Enter Prof. Nico Lachmann and his team at the Fraunhofer Institute for Toxicology and Experimental Medicine ITEM and Hannover Medical School (MHH), who are now exploiting the ability of these iPSCs to divide and differentiate indefinitely. The researchers have developed an unprecedented method of continuously producing specific, mature immune cells from these iPSCs in scalable systems- from small to industrial-sized applications. This is done in a device resembling a large snow globe, where the stem cells are immersed in a solution and kept constantly in motion. Using novel bioprocesses, they continuously propagate the targeted immune cells. What's more, the iPSCs do not need to be replaced until around three months down the line to keep quality consistent.

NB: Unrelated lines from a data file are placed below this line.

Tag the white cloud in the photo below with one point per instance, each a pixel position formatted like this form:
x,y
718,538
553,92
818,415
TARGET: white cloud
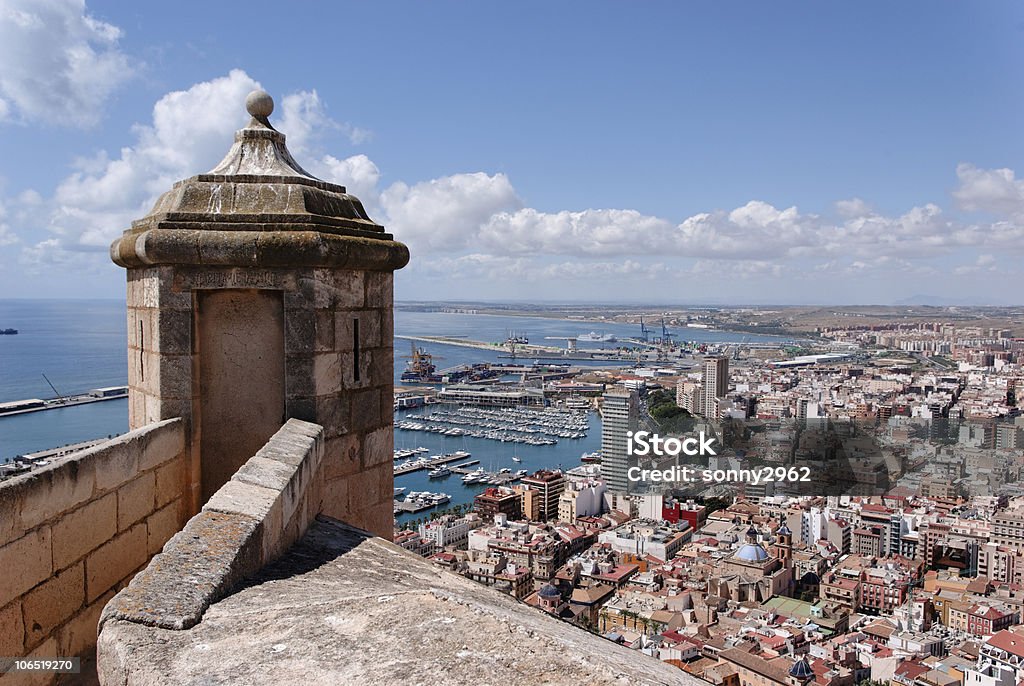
x,y
190,131
995,190
58,63
475,225
445,213
853,207
982,263
303,118
7,238
520,268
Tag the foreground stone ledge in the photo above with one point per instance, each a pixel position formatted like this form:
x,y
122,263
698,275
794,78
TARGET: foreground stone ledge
x,y
247,523
199,564
342,606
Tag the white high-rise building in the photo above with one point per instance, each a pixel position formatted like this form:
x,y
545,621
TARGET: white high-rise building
x,y
716,383
620,414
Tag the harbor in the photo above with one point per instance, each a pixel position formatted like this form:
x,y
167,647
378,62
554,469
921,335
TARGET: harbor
x,y
39,404
531,427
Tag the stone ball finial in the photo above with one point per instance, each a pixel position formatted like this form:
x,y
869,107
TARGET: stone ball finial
x,y
259,103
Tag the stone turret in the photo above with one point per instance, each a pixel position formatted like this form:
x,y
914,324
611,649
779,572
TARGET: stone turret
x,y
258,293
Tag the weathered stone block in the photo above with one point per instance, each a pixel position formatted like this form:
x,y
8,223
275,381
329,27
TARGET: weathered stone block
x,y
52,603
338,289
366,411
333,413
328,373
387,326
161,525
49,491
118,463
299,377
153,410
162,444
46,649
301,408
213,552
171,481
300,331
341,457
78,637
379,288
370,328
84,529
175,376
26,563
171,332
115,560
12,636
244,499
324,337
334,499
265,473
378,447
135,500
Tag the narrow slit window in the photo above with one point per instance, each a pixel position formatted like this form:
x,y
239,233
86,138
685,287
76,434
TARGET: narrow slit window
x,y
141,352
355,348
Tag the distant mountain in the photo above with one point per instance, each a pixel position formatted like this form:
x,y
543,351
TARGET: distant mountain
x,y
940,301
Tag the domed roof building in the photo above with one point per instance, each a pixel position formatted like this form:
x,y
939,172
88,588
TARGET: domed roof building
x,y
752,553
752,572
801,673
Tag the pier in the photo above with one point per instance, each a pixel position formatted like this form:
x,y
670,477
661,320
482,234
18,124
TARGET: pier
x,y
430,464
38,404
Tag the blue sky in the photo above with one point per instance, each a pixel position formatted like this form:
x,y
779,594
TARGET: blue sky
x,y
691,153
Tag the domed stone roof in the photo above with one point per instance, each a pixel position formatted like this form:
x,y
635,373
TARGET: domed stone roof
x,y
752,553
548,591
801,670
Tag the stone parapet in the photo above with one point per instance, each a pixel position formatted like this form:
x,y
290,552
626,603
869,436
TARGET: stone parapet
x,y
249,522
344,607
72,533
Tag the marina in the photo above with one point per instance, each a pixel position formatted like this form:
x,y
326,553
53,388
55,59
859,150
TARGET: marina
x,y
531,427
431,463
39,404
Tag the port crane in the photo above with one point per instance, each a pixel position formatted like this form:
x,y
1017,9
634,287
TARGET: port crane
x,y
666,334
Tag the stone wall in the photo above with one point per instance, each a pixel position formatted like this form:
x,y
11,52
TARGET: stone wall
x,y
74,532
248,523
339,370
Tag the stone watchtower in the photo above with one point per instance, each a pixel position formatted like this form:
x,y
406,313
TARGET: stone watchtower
x,y
256,294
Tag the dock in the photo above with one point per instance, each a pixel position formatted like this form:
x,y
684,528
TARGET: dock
x,y
430,464
37,404
415,506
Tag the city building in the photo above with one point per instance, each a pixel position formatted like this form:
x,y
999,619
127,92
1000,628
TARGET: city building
x,y
549,485
620,415
715,383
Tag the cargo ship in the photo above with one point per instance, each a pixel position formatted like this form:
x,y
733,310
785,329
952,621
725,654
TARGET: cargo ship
x,y
594,337
421,370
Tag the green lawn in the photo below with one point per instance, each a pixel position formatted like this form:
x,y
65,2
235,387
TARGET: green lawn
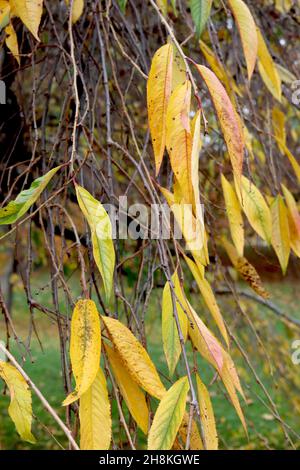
x,y
264,431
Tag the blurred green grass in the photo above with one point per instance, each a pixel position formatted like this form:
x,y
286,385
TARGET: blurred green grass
x,y
264,431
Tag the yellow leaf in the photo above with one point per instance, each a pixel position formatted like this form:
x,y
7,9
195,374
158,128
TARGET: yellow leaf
x,y
234,214
158,94
4,13
278,122
293,220
280,232
207,416
208,297
131,392
85,347
245,269
168,416
285,75
30,12
217,67
229,120
247,30
267,68
204,341
255,209
171,342
77,10
19,409
195,438
191,228
95,416
134,357
101,230
12,42
179,138
196,147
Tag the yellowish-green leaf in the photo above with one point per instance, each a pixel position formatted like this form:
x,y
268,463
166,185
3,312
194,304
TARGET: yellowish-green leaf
x,y
95,415
77,10
101,231
255,209
200,10
267,68
234,214
280,232
204,341
293,220
228,118
247,30
12,42
85,347
179,138
30,12
159,87
171,342
208,296
19,409
168,416
4,13
207,416
131,392
15,209
217,67
134,357
195,438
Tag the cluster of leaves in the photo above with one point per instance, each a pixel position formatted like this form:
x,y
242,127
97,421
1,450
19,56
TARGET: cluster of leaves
x,y
175,123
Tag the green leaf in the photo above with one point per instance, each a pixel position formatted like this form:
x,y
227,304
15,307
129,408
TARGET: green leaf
x,y
101,230
200,10
15,209
168,416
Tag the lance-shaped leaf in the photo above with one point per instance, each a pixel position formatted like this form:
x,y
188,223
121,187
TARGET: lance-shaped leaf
x,y
245,269
255,209
171,342
77,10
293,220
19,409
280,232
179,138
195,438
207,416
85,347
134,357
209,347
234,214
228,119
208,296
12,42
204,341
30,12
247,30
15,209
168,416
101,231
130,391
191,228
267,68
4,13
159,87
200,10
95,416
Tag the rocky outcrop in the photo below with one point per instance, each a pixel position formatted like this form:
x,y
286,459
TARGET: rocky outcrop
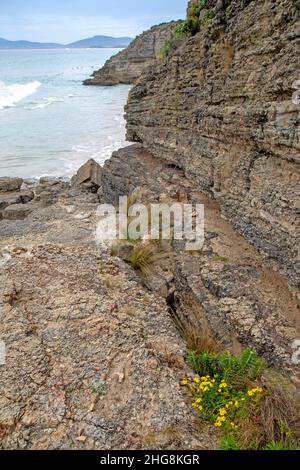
x,y
127,65
227,286
221,109
10,184
88,176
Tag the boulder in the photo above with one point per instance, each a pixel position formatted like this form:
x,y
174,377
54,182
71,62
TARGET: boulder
x,y
12,198
26,196
9,199
125,250
10,184
89,176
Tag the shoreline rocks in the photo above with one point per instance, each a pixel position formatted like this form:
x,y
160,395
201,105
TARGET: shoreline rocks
x,y
220,108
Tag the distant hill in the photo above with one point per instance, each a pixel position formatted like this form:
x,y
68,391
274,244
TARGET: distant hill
x,y
96,41
4,44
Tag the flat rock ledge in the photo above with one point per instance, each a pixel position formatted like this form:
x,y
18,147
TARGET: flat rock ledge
x,y
93,359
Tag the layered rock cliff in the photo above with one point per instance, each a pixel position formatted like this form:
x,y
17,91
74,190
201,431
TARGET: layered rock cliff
x,y
220,108
127,65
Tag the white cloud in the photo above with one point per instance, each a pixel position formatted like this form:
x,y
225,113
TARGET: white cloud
x,y
65,29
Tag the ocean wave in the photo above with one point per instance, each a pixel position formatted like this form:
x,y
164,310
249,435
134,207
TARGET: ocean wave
x,y
10,95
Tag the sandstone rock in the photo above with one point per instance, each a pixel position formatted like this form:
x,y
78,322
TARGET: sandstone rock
x,y
125,250
26,196
10,184
17,211
15,198
127,65
9,199
89,176
240,298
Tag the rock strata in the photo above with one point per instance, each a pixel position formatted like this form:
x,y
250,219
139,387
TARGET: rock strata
x,y
226,286
221,109
10,184
89,176
93,359
127,65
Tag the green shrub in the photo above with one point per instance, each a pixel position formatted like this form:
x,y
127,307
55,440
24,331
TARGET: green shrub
x,y
279,446
229,443
254,407
198,16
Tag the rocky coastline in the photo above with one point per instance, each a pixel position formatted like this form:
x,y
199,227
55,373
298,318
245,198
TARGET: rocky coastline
x,y
127,66
94,353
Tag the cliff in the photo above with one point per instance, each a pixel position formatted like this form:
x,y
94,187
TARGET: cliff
x,y
220,108
126,66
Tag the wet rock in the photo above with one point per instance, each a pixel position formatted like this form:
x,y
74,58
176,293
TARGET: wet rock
x,y
26,196
9,199
17,211
125,250
10,184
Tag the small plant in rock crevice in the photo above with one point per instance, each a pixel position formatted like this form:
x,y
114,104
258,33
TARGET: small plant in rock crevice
x,y
253,407
198,16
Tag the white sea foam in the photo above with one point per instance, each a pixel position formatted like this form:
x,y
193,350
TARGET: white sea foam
x,y
47,102
10,95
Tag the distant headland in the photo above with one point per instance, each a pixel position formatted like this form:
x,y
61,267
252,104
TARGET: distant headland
x,y
94,42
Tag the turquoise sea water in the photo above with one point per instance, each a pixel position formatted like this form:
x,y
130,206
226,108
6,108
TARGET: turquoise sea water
x,y
49,123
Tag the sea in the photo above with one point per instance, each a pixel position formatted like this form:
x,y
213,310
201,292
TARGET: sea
x,y
50,124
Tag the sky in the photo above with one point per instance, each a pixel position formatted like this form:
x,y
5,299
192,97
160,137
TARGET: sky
x,y
65,21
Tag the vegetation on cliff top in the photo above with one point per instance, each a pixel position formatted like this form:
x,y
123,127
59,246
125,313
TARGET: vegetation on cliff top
x,y
198,16
254,408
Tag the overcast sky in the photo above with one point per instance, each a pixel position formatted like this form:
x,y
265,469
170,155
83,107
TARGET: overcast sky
x,y
69,20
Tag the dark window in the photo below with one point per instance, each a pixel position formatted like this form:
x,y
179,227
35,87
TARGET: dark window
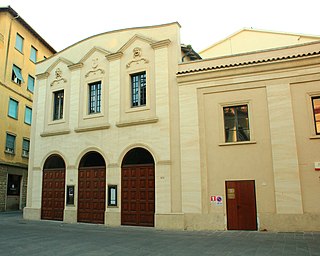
x,y
19,43
13,108
10,143
95,97
316,113
33,54
28,115
30,84
16,75
236,123
112,195
138,89
58,105
13,185
25,147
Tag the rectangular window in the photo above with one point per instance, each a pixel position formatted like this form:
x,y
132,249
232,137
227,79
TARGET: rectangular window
x,y
58,105
33,54
13,108
16,75
13,188
25,147
236,123
28,115
95,98
10,143
30,84
316,113
138,89
19,43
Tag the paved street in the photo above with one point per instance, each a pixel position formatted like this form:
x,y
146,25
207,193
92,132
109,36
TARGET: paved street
x,y
22,237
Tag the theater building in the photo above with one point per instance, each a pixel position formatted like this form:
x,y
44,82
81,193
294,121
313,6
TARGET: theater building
x,y
131,128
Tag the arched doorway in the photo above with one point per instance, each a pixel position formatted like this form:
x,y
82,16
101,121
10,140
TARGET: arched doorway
x,y
53,188
92,188
138,188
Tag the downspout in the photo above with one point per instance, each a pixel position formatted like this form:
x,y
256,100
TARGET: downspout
x,y
8,48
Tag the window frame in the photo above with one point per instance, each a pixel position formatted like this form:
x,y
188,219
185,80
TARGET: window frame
x,y
317,132
94,101
30,78
58,113
7,149
236,119
138,94
25,115
18,47
16,76
25,152
33,54
16,110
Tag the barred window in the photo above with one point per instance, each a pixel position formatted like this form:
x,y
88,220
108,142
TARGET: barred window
x,y
138,89
95,97
236,123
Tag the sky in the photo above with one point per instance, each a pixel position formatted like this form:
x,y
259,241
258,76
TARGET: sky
x,y
204,22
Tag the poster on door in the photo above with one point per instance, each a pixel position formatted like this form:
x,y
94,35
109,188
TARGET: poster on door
x,y
216,200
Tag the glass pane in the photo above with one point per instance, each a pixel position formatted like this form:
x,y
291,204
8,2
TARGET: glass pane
x,y
316,113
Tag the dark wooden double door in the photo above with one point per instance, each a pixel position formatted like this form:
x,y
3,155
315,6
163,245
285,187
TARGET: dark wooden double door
x,y
138,195
241,205
53,194
91,194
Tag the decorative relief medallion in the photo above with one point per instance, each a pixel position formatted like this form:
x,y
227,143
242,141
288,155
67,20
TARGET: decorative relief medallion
x,y
95,70
59,78
137,53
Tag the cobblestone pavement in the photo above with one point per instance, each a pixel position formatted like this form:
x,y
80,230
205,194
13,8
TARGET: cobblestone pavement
x,y
23,237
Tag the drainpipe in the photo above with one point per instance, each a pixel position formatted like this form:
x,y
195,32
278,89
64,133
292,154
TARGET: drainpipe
x,y
8,48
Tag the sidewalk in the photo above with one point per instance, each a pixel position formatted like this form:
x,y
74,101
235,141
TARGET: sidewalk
x,y
23,237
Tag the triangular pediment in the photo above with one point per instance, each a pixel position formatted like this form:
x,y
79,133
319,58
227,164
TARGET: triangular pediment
x,y
92,51
59,60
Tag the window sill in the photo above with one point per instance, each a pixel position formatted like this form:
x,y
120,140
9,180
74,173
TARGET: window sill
x,y
314,137
48,134
137,122
237,143
92,128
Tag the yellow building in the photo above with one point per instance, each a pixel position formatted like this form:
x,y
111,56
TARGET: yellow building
x,y
131,132
249,40
20,48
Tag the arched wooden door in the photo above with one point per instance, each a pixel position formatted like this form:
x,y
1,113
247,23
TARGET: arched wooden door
x,y
138,188
53,189
92,189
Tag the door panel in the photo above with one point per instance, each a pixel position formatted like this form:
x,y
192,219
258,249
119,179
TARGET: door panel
x,y
241,205
53,193
91,195
137,195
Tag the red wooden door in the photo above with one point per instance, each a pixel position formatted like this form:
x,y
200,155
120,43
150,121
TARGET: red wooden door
x,y
241,205
53,194
138,195
91,194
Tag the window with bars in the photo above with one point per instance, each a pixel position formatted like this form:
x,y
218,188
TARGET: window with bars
x,y
236,123
95,97
58,105
316,113
13,108
25,147
10,143
138,89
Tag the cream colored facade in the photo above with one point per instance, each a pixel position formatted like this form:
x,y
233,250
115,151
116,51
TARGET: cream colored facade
x,y
249,40
16,162
181,125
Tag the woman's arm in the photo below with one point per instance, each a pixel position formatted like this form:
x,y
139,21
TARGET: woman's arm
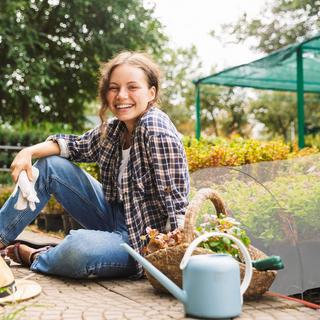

Immune cells on a large scale
The ingenious design- in 3D, instead of the previous 2D design at the bottom of a petri dish- is what makes the process really stand out. It means that the researchers are able to produce significantly larger quantities of the designer immune cells and the scale can be expanded as required. As Prof. Lachmann states: "We spent three years researching the ideal medium, angle and speed for the standardized production of immune cells from iPSCs and have repeatedly adjusted many parameters along the way. This optimized method is a great asset for investigating and evaluating drug candidates because we can test their efficacy and safety directly in human target structures without having to use animal experiments, which are effectively the long way round."
Initially, his team specialized in macrophages, which are scavenger cells that fight bacteria and form an important element in the human immune response. The next step will see Prof. Lachmann and his team establishing cell-based potency assays (for cancer drugs, as an example). These test systems can measure the potency of biological and bioengineered drugs and play an essential role in the quality control and release testing of active ingredients and drugs. Based on their key technology for the continuous production of macrophages, the researchers also intend to develop new manufacturing processes for various fully standardized immune cell products and cell-based immunotherapies, thereby opening up many additional applications.
A whole host of applications
The potential of designer immune cells is huge- to take one example, they can be genetically modified to light up when they detect impurities in drugs, something that has been very laborious to identify until now. Artificial skin tissue, which is already being used to test cosmetics, could be enriched with immune cells to better reproduce the reactions of a human organism. Another possible scenario would include the use of such cells to test air quality. When people breathe in, their macrophages and other immune cells are the first to react to pollutants in the air. Furthermore, there is the therapeutic effect that the cells may have: In the future, specifically adapted and artificially produced immune cells may even be used to cure diseases in patients, such as cancer.
With all this in mind, it is hardly surprising that pharmaceutical companies and research organizations have already expressed a keen interest in the process and are enthusiastic about designer immune cells. As Nico Lachmann is happy to confirm: "This demand is a clear sign that our technology has great potential for practical exploitation- something that we are assessing at the moment."